Remix.run Logo
jillesvangurp 2 hours ago

Agents are basically tool using LLMs running in a loop where they come up with a plan, which includes running tools, the tool output is added to the context, and it iterates until it is done fulfilling some goal. It's basically exactly like a regular LLM chat except it is chatting with itself and giving itself instructions to run particular tools.

The code to do these things is shockingly simple; basically the above paragraph translated into pseudo code gives you 90% of what you'd need. Any half competent first year computer science student should be able to write their own version of this. Except of course they should be letting LLMs do the heavy lifting here.

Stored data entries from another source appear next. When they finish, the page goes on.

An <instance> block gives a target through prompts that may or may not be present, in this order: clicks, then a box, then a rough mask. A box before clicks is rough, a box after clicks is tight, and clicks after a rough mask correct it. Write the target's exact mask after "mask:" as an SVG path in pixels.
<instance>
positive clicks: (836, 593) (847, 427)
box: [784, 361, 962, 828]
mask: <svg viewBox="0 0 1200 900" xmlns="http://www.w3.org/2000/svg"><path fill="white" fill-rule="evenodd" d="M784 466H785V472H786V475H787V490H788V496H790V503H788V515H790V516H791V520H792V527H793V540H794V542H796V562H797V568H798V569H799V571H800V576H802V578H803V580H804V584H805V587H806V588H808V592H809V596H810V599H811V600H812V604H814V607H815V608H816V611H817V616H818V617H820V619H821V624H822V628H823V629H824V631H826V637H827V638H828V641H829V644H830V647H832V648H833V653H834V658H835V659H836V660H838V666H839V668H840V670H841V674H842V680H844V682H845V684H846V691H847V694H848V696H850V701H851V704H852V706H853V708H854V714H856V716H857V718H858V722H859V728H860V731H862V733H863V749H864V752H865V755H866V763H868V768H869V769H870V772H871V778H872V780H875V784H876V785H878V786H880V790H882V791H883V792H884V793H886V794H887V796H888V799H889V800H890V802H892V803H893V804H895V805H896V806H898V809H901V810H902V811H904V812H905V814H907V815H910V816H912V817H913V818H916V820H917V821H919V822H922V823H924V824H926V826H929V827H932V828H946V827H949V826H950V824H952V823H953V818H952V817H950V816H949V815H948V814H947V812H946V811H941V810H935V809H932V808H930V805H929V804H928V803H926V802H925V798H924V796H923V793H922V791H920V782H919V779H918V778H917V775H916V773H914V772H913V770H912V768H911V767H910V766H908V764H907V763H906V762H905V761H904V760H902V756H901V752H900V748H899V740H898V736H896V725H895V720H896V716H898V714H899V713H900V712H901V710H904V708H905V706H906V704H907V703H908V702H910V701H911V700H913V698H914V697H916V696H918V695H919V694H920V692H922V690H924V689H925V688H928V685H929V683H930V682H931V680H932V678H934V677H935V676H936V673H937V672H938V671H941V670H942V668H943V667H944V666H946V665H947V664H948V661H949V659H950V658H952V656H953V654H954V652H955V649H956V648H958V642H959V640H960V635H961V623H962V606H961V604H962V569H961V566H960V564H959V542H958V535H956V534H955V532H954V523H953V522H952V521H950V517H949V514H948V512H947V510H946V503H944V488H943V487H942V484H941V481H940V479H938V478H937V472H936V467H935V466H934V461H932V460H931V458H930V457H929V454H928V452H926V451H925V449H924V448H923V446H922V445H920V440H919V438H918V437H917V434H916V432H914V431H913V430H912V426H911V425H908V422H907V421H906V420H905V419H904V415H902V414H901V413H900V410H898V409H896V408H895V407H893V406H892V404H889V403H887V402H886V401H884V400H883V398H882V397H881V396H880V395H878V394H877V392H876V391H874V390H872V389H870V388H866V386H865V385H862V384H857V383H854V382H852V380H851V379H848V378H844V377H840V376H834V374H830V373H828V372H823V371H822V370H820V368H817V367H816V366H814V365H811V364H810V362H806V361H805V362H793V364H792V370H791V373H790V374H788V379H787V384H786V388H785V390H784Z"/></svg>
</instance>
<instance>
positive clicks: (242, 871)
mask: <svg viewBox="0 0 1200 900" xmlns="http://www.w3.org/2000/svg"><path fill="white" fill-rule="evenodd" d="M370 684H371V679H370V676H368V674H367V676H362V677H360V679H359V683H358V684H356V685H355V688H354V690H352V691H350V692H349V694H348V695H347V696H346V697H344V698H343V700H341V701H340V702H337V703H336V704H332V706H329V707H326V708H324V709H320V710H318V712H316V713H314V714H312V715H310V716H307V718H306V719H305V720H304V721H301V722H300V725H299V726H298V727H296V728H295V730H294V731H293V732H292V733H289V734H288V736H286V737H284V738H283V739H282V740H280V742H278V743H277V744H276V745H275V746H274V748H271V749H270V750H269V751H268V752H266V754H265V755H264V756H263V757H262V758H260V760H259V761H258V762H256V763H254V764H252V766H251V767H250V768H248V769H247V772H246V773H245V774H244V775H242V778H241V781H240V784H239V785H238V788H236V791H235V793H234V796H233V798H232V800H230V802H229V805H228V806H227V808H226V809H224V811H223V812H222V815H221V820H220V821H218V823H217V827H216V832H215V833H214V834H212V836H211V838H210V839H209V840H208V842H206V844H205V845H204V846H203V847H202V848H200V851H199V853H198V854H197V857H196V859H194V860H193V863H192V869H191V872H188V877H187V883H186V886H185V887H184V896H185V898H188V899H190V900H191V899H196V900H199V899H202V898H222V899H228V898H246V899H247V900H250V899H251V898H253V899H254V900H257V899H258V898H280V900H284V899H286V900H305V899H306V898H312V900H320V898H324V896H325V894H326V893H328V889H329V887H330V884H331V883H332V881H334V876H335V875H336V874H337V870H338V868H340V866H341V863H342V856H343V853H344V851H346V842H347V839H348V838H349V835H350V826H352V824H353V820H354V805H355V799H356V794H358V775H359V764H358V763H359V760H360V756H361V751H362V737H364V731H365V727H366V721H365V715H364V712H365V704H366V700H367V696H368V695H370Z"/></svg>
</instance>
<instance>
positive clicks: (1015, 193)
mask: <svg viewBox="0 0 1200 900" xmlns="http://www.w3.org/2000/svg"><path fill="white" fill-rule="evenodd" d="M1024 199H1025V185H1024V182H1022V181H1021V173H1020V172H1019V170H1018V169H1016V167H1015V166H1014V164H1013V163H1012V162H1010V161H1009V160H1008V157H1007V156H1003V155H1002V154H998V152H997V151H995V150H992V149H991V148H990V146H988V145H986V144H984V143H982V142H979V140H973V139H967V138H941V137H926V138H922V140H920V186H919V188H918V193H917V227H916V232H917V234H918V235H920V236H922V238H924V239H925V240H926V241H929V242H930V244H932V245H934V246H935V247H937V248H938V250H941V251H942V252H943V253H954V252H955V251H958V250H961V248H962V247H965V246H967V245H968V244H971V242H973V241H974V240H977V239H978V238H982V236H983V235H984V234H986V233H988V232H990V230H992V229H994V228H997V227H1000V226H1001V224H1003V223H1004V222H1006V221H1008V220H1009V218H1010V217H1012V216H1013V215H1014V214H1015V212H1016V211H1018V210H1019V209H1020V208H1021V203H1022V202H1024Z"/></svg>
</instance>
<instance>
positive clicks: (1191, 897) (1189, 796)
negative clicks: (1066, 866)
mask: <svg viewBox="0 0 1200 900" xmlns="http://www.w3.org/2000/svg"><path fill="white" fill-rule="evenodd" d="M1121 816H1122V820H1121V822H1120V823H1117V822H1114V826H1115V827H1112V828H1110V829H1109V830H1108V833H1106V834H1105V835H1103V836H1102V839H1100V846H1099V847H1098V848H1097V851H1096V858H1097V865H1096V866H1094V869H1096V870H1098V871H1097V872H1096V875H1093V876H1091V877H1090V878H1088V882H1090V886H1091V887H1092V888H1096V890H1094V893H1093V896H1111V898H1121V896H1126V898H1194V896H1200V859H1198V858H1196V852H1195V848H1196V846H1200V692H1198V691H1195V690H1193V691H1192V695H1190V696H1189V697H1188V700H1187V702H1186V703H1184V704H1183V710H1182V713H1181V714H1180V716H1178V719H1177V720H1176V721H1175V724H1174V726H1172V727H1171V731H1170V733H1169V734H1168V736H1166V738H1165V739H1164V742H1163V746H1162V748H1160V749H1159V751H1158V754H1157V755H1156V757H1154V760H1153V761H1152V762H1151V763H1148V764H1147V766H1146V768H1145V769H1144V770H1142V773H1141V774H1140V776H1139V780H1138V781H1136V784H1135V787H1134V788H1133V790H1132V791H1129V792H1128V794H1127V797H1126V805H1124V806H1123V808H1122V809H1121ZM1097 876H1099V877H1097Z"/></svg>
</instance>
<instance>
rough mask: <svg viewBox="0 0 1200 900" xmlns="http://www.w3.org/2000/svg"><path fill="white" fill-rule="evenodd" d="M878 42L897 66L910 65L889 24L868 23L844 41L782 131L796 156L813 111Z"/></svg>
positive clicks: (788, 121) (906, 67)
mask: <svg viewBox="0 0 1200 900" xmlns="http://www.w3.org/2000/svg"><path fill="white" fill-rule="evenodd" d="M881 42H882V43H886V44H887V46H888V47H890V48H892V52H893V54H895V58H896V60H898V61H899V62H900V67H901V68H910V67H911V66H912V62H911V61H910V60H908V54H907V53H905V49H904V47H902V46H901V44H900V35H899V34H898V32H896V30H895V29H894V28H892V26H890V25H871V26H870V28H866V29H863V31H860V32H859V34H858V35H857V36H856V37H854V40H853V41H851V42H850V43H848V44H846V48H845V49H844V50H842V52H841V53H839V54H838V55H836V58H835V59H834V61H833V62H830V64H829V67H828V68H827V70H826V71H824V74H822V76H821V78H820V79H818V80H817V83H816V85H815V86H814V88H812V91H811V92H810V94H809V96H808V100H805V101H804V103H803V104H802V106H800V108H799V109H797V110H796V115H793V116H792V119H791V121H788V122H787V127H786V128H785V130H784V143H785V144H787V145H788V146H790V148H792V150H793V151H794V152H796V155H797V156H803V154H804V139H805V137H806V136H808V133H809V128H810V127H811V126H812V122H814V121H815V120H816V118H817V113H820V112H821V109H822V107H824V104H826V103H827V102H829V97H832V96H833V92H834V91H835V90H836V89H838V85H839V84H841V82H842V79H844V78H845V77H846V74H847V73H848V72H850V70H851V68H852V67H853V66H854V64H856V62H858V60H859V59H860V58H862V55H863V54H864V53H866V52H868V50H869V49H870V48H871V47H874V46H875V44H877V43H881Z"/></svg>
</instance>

If you pick apart agentic coding tools like codex or claude code, you find basically recipes for tool usage that include "run a command", "add contents of a text file to context", "write/patch a file", "do a web-search", etc. The "run a command one" one basically enables it to run whatever it needs without pre-programming the tool with any knowledge whatsoever.

That all comes from training and web searches. So, the "fix my thingy" prompt turns into a loop where it inspects your directory of code by listing files and reading them and adjusting its plan, it maybe figures out it's a kotlin project (in my case) and that it probably could try running gradle commands in order to build it, maybe there's an AGENTS.md file with some helpful information. Or a README.md. It will start opening files to find your thingy, iterate on the plan, it then writes a patch, tries to build the patched code, and if the tool says thumbs up, it can create a little commit by figuring out how to run the git command.

It's like magic when you see this in action. But all the magic is in the LLM; not the tool. Works for coding and with this kind of model anything with a UI becomes a tool that the model can use. UIs become APIs basically.

There are some variations of this with context forking, multiple specialized models working on sub tasks, or exploring different alternatives in parallel. But the core principle is very simple.

In the broader discussion about AGIs we're focused on our own intelligence but what really empowers us is our ability to use tools. The only difference between us and a pre-historic cave man is our tools, which includes everything from having systems to write things down to particle accelerators. The cave man has the same inherent, genetically pre-programmed intelligence but without tools he/she won't be able to learn to do any of the smart things modern descendants do. If you've ever seen a toddler use an ipad, you know how right I am. Most of them play games before they figure out how to walk.

The LLM way of writing things down is "adding them to a context". Most of the tool progress right now is about making that scale better. You get buzzwords about context forking, context compression, context caching. All that is is low level hacks to get the LLM to track more stuff. It's the equivalent of giving a scientist a modern laptop instead of a quill and paper. Same intelligence, better tools.